A contestation is growing between the government and the auto industry, one of the key drivers in the US economic recovery, as the former continues to act against expensive auto lending to minorities and women.
A Justice Department senior official said last week that federal prosecutors are working with the Consumer Financial Protection Bureau (CFPB) to probe the reported discrimination in auto lending.
Dealers, in their role as a middleman in arranging auto financing for their customers, can mark up the interest rate given to them by lenders. The difference becomes their profit and goes directly to their pockets.
According to a study done by the bureau in 2011, the average dealer markup, or the points added to the auto loan rate to make profit, was 2.5 percentage points. It translated to an additional of $714 in interest payments on a 60-month auto loan. However, the National Automobile Dealers Association (NADA) countered to say that the markup is only 1 percentage point for new cars and 0.7 for used cars.
Recently, the CFPB accused Ally Financial of failing to make sure the dealers in their network keep the Equal Credit Opportunity Act.

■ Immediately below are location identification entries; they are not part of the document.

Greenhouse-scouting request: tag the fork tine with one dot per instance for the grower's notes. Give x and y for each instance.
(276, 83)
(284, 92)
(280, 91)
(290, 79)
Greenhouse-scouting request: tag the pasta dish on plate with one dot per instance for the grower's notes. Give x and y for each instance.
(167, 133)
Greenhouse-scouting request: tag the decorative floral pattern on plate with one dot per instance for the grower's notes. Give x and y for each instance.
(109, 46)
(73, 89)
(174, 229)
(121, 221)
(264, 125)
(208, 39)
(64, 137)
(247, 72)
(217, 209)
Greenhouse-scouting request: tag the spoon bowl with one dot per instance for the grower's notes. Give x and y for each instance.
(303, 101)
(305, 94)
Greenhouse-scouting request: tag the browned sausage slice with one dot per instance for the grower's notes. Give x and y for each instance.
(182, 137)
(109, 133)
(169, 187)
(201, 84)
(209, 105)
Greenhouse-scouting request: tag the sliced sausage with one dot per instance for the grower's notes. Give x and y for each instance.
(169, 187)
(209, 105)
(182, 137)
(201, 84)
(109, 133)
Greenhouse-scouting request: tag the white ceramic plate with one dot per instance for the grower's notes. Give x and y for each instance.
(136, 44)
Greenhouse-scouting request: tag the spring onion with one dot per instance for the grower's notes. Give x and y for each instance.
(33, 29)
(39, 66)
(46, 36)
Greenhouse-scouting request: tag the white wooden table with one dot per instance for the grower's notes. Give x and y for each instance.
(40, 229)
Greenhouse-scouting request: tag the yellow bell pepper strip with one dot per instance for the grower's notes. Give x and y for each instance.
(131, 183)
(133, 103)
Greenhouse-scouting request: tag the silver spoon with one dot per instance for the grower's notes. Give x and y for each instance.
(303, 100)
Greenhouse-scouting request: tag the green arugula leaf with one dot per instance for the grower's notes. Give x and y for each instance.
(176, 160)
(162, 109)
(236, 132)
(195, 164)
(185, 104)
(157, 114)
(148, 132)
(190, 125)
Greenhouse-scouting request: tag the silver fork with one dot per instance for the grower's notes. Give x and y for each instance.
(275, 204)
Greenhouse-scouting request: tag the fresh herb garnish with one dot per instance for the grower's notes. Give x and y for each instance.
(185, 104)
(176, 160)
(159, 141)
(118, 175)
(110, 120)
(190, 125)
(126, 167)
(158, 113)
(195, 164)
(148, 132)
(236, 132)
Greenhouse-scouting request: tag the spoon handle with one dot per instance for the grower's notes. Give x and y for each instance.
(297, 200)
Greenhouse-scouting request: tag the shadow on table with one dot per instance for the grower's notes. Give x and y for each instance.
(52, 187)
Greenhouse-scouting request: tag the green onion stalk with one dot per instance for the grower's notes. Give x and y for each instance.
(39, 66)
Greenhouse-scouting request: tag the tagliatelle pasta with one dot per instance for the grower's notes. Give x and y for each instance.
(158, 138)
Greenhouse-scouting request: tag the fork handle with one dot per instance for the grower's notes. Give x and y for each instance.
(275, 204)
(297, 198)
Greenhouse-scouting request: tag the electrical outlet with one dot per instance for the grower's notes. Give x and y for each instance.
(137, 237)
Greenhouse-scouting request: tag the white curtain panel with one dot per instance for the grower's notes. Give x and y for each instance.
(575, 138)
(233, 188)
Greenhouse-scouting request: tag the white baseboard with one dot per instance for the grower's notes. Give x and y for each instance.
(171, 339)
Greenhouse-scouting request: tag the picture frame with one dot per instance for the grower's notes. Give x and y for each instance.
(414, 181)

In a forum last week, the CFPB suggested three pricing models for dealers to avoid discrimination while trying to make profit from arranging vehicle financing for consumers.
One is the compensation to dealers can be tied to the length of the loan and the loan amount through a hybrid system. Another is dealers can be paid a fixed percentage of the loan or a flat fee for every transaction.
While the bureau suggests more than a couple of alternative compensation models, it said that it welcomes any other strategy that can help reduce the risk of unfair lending. Lenders have the final say to make adjustments on how dealers are compensated.
CFPB Director Richard Cordray said, as quoted by The Washington Post, “We recognize that auto dealers play a valuable role in auto lending that occurs in this country, and they deserve to be compensated fairly for the work they do…(but) no one should have to worry about having to pay more to finance a vehicle because of race, ethnicity or any other protected characteristic under federal law.”
Early this month, a bipartisan group of 22 senators sent a letter to the bureau’s chief to ask for more proof of the existence of discriminatory lending practices in the auto industry.
In last week’s forum, the president of the National Association of Minority Automobile Dealers, Damon Lester, admitted that there are bad entities in the industry. He said that a markup policy should be adopted by dealers.
Lester also said that several dealers use markups to compensate for the risk in lending to people with bad credit. But consumer advocates contend that lenders already price the risk in the rates they give dealers.